Investors seek havens in gold, U.S. dollar, Treasury notes Gold, dollar surge on news from Russia

September 22, 1993|By Bloomberg Business News

NEW YORK -- Russian President Boris Yeltsin's decision to dissolve the country's parliament triggered rallies in gold, the dollar and U.S. Treasury notes.

"Obviously, it was a classic case of 'run for cover' in times of crisis," said Ian McDonald, manager of precious metals marketing for Credit Suisse in New York. "Whether it's a crisis or not, it's very early to say."

Yesterday, Mr. Yeltsin disbanded the Congress of People's Deputies and the Supreme Soviet, the standing legislature, and called for new elections Dec. 11 and 12. Legislators have been stonewalling his reform plan for over a year.

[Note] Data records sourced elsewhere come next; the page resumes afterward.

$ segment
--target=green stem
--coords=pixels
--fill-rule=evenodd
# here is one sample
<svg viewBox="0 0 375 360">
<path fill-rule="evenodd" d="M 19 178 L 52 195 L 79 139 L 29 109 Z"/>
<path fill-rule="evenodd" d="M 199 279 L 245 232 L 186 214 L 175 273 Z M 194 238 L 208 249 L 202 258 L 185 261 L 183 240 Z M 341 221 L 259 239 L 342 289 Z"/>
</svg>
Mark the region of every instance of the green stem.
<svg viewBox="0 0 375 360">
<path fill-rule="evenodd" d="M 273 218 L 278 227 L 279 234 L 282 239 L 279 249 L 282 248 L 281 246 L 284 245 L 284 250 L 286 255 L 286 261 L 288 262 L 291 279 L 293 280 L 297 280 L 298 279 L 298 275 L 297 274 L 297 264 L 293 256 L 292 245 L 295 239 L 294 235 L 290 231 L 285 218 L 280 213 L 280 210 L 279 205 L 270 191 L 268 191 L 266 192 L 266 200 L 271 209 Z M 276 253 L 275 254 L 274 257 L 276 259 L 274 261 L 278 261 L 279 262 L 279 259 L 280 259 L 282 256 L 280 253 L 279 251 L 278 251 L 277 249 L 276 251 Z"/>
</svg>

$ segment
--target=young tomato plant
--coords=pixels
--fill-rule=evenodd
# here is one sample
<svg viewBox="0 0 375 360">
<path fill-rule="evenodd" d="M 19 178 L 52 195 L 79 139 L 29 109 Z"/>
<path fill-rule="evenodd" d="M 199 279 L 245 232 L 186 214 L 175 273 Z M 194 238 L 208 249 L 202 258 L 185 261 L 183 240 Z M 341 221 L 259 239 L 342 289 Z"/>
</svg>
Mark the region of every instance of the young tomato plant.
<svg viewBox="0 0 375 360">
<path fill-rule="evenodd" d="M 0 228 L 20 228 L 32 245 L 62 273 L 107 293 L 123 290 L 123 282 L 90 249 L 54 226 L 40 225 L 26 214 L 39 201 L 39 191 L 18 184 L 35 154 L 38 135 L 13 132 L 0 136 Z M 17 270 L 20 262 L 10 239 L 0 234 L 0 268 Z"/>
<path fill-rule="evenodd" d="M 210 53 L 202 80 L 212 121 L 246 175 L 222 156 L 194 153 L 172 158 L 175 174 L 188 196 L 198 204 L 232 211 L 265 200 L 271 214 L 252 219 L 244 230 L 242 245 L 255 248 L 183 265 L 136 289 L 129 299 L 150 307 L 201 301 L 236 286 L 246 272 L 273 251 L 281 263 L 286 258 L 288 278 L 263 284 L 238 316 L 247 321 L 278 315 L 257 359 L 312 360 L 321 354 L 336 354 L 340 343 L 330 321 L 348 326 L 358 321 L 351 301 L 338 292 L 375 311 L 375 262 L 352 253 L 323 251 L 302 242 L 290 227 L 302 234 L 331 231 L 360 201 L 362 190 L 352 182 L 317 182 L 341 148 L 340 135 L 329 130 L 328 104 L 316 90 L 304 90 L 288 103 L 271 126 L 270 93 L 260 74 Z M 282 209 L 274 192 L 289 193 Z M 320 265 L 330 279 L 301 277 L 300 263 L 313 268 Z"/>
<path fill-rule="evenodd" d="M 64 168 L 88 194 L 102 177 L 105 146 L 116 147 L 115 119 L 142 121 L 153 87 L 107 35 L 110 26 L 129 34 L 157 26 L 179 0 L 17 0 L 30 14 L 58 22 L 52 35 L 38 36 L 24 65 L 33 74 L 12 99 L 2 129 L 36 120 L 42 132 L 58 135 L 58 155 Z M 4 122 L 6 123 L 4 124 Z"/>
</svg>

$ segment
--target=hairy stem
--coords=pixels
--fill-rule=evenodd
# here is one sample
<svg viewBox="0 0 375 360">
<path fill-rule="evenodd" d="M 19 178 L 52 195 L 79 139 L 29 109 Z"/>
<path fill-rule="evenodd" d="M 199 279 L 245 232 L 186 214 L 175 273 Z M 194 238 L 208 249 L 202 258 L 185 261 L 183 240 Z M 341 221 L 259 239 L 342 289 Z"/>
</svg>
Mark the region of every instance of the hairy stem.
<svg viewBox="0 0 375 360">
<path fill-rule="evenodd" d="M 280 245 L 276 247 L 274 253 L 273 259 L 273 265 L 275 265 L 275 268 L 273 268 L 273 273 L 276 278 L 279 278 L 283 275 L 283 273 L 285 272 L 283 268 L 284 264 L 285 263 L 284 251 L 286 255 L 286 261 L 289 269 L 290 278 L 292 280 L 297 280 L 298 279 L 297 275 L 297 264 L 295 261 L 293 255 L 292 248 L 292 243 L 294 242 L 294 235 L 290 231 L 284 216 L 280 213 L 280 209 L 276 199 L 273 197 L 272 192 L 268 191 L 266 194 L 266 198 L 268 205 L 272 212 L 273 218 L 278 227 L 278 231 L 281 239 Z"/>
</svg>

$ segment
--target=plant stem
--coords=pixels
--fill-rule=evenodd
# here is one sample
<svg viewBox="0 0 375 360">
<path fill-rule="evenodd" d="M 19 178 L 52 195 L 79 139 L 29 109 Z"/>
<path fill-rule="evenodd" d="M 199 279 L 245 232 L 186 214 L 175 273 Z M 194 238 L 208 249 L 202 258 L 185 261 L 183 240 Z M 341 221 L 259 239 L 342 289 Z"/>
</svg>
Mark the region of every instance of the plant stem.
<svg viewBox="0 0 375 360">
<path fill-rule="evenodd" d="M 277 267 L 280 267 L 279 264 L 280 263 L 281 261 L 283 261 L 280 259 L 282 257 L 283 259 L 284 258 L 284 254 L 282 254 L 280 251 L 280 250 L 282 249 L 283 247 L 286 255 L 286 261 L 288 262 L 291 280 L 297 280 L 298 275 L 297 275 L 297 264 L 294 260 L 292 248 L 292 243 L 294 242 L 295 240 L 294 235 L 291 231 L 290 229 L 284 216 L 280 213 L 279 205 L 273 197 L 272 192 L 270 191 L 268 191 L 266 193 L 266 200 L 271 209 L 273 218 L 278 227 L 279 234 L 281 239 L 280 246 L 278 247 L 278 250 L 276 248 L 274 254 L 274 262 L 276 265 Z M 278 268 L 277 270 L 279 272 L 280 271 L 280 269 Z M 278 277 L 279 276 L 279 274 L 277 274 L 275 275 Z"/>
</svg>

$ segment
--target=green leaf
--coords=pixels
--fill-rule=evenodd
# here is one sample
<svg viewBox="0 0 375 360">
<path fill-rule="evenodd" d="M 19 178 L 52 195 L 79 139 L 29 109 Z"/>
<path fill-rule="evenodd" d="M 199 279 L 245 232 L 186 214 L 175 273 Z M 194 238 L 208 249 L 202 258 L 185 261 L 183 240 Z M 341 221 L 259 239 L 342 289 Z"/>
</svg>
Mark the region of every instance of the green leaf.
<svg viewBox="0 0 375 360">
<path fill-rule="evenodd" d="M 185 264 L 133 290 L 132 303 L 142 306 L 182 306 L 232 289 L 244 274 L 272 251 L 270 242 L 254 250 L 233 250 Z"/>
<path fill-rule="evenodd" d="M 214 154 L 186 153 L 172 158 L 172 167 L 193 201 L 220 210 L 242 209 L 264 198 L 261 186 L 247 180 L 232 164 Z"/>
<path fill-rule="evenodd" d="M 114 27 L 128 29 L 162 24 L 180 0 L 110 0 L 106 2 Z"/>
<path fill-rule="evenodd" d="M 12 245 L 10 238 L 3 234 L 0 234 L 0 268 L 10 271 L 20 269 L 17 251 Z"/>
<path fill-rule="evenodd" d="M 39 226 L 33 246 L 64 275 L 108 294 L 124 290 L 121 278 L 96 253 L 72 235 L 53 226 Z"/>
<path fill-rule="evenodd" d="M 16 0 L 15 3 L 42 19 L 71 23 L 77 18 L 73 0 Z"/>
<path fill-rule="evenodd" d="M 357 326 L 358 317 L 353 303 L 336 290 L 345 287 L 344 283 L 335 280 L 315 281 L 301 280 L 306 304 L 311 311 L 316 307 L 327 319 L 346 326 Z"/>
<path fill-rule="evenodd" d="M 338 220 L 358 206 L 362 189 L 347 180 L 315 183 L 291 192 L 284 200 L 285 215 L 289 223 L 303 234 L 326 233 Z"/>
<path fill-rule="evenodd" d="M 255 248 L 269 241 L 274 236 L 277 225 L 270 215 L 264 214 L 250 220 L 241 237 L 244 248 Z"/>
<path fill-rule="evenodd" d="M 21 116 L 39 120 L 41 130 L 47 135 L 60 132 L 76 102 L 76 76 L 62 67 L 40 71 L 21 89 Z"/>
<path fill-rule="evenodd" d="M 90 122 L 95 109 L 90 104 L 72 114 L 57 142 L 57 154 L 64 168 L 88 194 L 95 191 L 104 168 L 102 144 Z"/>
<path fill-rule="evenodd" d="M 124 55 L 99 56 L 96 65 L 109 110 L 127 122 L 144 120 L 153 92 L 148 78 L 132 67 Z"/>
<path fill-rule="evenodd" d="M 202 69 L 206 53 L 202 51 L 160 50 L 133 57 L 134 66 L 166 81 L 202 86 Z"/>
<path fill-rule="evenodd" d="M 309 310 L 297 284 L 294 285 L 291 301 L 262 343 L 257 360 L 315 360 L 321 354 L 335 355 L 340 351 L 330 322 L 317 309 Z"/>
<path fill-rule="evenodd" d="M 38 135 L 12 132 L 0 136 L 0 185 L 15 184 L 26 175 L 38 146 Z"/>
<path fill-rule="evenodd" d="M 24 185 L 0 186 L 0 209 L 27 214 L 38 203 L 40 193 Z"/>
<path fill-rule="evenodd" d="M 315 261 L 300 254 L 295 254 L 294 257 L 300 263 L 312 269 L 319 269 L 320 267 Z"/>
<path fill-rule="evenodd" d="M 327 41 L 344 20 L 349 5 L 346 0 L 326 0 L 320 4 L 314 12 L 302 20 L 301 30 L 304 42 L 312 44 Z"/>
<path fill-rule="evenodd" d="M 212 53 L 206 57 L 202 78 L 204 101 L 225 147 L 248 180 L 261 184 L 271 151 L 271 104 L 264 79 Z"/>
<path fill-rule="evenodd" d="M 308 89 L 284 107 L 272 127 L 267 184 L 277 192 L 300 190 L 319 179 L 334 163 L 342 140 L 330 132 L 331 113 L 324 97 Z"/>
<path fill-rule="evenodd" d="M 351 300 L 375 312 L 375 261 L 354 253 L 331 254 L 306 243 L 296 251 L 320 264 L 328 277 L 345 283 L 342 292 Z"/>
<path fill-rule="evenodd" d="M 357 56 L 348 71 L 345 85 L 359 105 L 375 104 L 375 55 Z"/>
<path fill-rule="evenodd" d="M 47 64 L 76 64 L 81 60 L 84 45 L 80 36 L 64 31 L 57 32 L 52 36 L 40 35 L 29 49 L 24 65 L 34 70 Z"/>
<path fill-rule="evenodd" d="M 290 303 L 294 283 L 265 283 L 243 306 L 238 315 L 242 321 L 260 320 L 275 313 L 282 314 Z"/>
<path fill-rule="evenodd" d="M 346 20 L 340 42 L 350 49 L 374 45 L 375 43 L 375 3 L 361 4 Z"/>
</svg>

Deputies named Vice President Aleksandr Rutskoi, stripped of some powers by Mr. Yeltsin last summer, as acting head of state. Last evening in Moscow, Parliament Speaker Ruslan Khasbulatov called for a general strike and asked authorities to disobey Mr. Yeltsin's order.

Gold, historically viewed as a haven amid turmoil, soared $9.50, to $365 an ounce, as people bet the unrest would disrupt the supply of the metal from the country's mines.

The former Soviet Union is the world's fourth-largest producer of the metal, accounting for more than 10 percent of new mined production each year.

"There's euphoria surrounding the news," said Scott Meyers, a commodity analyst with Redel Trading in New York. To be sure, xTC it's still too early to tell whether the higher prices would stick, he said.

Elsewhere in the metals markets, silver jumped 9.3 cents, to $4.215 an ounce, and platinum gained $5.10, to settle at $368.40 an ounce.

Meanwhile, the dollar surged against European currencies, particularly the mark. Germany is Russia's biggest creditor, and is therefore vulnerable to its political problems.

The dollar jumped almost four pfennigs, to 1.6480 marks, before closing at 1.6408 marks, up from 1.6095 marks in New York Monday.

The dollar also rallied against the yen amid signs that the U.S. was satisfied with Japan's efforts to jump-start its economy and spur demand for U.S. imports. The Bank of Japan slashed its key discount rate yesterday morning to 1.75 percent from 2.5 percent. It jumped to 106.35 yen from 104.61 yen in New

York.

International turmoil often sends the dollar higher as investors seek what they perceive to be safer investments.

"The market's reaction was probably justified," said David De Rosa, director of foreign-exchange trading at Swiss Bank Corp. "At minimum, this is a full-blown constitutional crisis."

In the Treasury market, yields on bills and notes dropped as much as 10 basis points from the day's highs as concern about Russia's political stability sent traders and investors rushing to own government-guaranteed U.S. debt.